Monday, August 15, 2011

The Autumn of our Discontent (and 1903)

The Shocking Orders:



The Unthinkable Results:



Intrigue abounds! Does this cruel, cruel summer campaign represent a fundamental shift in the power structures of the Continent? Only time will tell, but in the meantime, Rofranz Foferdinand has gotten real weird about the fact that he's mysteriously in charge of Italy and started looking towards the Orient, and the dreams of glory and reunification he sees in the stately cathedrals and impressive cannonades of the former Eastern Roman Empire. King Benjie IV and Marquis de Salmond continue their impressive game of who can keep their tongue in the other fellows butthole the longest as they team up against the staunchly heterosexual Kaiser Magic von Magic, who right about now is probably regretting tut-tutting that proposition in the bathhouse from the giggling and be-moustachioed French and Englishmen several years ago. Meanwhile, Grand Vizier Cherry makes no progress in the trenches as he continues to commit resources to lend assistance to his oldest friend and ally, the Archduke Guerraschplatz, who pretty much seems to be bent over a velvet chaise-lounge and all but presenting himself to the swarthy and notoriously rapely Turks in the style of some sort of extremely well dressed bitch in heat. When nobody was looking, there seems to have been a popular uprising in Russia, and Chairman Alteriostok has been installed in place of the old Czar. With this change in national politics comes a change in foreign policy, and the peoples army now has it's sights set on the decadent Austro-Hungarians. Their new rallying cry "Death before Suckass!" can be heard from Bothnia to Budapest and has proven to be significantly more popular than the bourgeois czarist motto "tea before opulent Russian pastries!"

All retreating units have been put to the sword by their merciless foes. "Where'd my unit go?" you may be asking yourself. "Why, they've been put to the sword, my good man", says I, "didn't you read the previous sentence?"
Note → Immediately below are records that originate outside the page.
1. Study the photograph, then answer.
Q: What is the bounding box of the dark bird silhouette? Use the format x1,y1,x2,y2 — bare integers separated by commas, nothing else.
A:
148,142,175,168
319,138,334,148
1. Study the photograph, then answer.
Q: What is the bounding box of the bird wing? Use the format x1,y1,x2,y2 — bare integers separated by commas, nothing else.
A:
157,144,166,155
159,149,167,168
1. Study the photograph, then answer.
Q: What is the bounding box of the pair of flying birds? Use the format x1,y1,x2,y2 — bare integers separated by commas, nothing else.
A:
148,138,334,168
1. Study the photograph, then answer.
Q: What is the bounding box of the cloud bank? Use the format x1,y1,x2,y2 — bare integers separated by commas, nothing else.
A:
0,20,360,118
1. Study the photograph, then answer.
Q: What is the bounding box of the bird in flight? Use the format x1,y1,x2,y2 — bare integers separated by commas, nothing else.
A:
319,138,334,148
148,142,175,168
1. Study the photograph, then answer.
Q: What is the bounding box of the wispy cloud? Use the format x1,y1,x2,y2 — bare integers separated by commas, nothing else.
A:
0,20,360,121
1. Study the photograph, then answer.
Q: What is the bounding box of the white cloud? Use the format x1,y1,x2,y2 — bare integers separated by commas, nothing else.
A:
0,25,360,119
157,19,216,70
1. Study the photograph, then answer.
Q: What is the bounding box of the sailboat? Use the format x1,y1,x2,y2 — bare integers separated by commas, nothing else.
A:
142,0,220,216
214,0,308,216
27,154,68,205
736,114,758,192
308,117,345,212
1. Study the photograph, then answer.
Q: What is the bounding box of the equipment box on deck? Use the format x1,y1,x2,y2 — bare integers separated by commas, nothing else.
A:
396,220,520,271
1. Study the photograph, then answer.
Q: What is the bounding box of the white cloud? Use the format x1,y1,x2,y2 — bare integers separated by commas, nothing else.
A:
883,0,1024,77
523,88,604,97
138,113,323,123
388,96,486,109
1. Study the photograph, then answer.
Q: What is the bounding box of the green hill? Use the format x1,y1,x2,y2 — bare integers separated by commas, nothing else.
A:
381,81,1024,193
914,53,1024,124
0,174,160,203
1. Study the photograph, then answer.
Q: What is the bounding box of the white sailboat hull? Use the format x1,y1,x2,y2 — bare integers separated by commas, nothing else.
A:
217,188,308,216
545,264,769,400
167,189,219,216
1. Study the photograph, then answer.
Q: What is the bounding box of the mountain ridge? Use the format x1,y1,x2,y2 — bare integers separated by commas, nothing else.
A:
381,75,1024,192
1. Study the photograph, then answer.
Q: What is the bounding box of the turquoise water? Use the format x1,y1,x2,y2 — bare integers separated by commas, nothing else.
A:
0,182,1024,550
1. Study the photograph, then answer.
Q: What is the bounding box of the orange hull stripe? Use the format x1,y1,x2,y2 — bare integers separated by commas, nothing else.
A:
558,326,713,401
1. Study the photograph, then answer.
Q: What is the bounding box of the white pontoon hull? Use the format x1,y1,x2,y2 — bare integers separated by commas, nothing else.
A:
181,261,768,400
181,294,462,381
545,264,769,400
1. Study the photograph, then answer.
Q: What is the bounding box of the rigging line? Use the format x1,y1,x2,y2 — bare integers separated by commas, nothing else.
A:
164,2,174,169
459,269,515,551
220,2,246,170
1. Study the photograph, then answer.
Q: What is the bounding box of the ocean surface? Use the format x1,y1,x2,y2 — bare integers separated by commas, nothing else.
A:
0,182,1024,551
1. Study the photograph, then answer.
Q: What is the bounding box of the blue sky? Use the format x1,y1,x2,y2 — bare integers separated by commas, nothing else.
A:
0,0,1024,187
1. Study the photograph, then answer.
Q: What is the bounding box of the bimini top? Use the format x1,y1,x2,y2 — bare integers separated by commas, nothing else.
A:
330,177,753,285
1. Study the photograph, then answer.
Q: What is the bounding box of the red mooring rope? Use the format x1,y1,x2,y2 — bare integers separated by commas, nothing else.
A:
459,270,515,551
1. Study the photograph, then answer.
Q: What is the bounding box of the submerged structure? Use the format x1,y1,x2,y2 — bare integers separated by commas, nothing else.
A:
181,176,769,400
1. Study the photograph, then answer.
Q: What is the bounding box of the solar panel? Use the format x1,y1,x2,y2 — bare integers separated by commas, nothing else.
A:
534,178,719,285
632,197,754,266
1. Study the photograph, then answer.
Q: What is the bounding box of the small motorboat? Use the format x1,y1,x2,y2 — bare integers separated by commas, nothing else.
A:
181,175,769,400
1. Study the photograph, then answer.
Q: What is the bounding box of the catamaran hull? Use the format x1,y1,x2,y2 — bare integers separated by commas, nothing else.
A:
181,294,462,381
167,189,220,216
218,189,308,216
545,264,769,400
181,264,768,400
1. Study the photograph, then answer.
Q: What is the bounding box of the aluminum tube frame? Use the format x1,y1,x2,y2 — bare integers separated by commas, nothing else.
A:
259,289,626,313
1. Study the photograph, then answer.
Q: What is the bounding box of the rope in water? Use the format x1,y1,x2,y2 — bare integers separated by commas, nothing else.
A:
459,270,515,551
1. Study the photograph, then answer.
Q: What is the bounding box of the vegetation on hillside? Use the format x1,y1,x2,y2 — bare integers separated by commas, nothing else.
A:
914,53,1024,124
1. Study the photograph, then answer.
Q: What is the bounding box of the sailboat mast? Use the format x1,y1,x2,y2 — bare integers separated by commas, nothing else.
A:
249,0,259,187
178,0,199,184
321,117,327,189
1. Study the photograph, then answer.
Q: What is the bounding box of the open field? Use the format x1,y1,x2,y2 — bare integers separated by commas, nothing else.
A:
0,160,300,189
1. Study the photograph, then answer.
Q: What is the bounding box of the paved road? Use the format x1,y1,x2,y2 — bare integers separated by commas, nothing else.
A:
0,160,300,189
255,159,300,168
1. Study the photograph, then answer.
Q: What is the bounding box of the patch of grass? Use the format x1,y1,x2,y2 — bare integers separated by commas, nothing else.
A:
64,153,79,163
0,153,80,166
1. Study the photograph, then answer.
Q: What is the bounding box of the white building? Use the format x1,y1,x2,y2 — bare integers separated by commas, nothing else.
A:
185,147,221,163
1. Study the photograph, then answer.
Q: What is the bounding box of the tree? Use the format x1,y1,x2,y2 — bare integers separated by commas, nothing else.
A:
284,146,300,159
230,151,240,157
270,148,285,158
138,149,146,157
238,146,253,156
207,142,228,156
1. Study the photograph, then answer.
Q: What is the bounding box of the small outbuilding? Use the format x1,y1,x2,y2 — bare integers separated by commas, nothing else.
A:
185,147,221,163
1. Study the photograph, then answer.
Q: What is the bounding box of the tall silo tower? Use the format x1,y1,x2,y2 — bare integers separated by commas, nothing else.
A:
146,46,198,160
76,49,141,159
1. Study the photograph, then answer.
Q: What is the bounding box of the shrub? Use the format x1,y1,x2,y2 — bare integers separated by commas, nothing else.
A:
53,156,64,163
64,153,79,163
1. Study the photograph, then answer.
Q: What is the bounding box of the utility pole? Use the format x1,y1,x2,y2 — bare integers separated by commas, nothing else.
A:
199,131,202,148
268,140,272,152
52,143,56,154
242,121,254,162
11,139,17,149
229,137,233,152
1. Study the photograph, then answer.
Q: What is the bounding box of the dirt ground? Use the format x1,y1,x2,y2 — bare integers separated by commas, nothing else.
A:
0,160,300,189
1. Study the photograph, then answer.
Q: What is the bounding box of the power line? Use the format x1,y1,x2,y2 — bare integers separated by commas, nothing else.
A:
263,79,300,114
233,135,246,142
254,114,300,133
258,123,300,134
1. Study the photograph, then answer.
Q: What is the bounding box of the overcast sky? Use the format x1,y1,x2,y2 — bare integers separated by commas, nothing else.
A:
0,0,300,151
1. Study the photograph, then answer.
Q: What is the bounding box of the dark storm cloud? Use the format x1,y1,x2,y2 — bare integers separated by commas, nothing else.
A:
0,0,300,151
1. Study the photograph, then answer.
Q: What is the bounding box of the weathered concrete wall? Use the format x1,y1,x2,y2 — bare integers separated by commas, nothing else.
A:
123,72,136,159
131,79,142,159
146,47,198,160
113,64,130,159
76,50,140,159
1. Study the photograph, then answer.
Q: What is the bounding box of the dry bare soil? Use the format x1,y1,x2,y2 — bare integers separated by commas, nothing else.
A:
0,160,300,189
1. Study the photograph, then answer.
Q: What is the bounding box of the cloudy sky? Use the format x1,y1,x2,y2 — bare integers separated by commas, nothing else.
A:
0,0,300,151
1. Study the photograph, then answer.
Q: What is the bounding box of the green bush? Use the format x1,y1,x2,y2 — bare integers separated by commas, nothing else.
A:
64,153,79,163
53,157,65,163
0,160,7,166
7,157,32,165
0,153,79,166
The only weirdness is for King Benjie IV. Apparently, to support a convoy, the supporter needs to be touching the convoy endpoint (if you know what I'm sayin', and I bet your special friend the Marquis de Salmond does). It makes no difference here, however, as your pasty and stiff upper-lipped redcoats stormed the beaches of Denmark with no resistance. Eat a bag of uncircumcised dicks, Hamlet!

1 comment:

Anonymous said...

Huzzah! Russia forever! Austria never!